Um país do tamanho do Brasil para ter uma economia competitiva no cenário internacional – e, mais ainda, com o perfil de país continental e, consequentemente, com as responsabilidades intrínsecas dessa estatura – tem que ter uma infraestrutura científica lastreada em institutos de pesquisas e universidades, complementada pela pesquisa empresarial.
A situação atual – herança antiga – é ridiculamente precária e instável. A pesquisa universitária sofre com a fragilização das agências de fomento, bem como a falta de recursos e bolsas para a formação científica. Mas a outra ‘perna’ do sistema – o sistema de institutos de pesquisas, que tem papel estratégico nas políticas públicas – é ainda mais frágil.
Em geral, há um balanço entre o número de cientistas que atuam em universidades e institutos de pesquisas em boa parte dos países desenvolvidos. No Brasil, porém, essa relação é muito desequilibrada: cerca de 20 vezes mais cientistas nas universidades do que nos institutos de pesquisas – e não se pode argumentar que há muitos cientistas nas universidades.

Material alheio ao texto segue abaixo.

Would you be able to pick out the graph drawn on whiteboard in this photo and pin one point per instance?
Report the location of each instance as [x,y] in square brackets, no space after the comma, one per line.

O trabalho dos cientistas em universidades e institutos de pesquisas é complementar, mas com importantes diferenças. Enquanto, na universidade, cientistas contam com a liberdade acadêmica, nos institutos, o trabalho deles está alinhado com as missões especificas de cada instituição.
Por sua vez, essas missões estão alinhadas às estratégias públicas do Estado (não de governo!) e têm como foco resolver desafios científicos e tecnológicos. Por exemplo, neste momento, cabe à Fiocruz coordenar todo o trabalho de pesquisa associado à pandemia no Brasil.
Os institutos de pesquisas têm o papel de gerar novas tecnologias para atender aos desafios científicos e deveriam ser centros de treinamento avançado para quadros técnicos que, depois de um tempo no ambiente científico, levam essa cultura para o meio empresarial. É assim que funciona em inúmeros países.
Retrato da situação dos institutos de pesquisas do Brasil está em uma comparação global de institutos de pesquisas: http://research.webometrics.info/en/world. Nela, podemos ver que a primeira instituição brasileira é a Fiocruz, em posição 82 em número de pesquisadores. Nesse mesmo quesito, o Centro Brasileiro de Pesquisas Físicas, no Rio de Janeiro (RJ) – sexta instituição brasileira no ranking da avaliação – ocupa a posição 821, mas está mais bem classificado (322) em produção científica.
Fortalecer a infraestrutura de institutos de pesquisas é um desafio importante para qualquer governo interessado em melhorar a economia do país. Mas esses institutos têm um papel mais importante do que isso: são instrumentos relevantes para melhorar o bem-estar da população deste país. Parece trivial, mas isso precisa ser dito e repetido, pois, no Brasil, quando o assunto é ciência, parece que nem o óbvio é óbvio.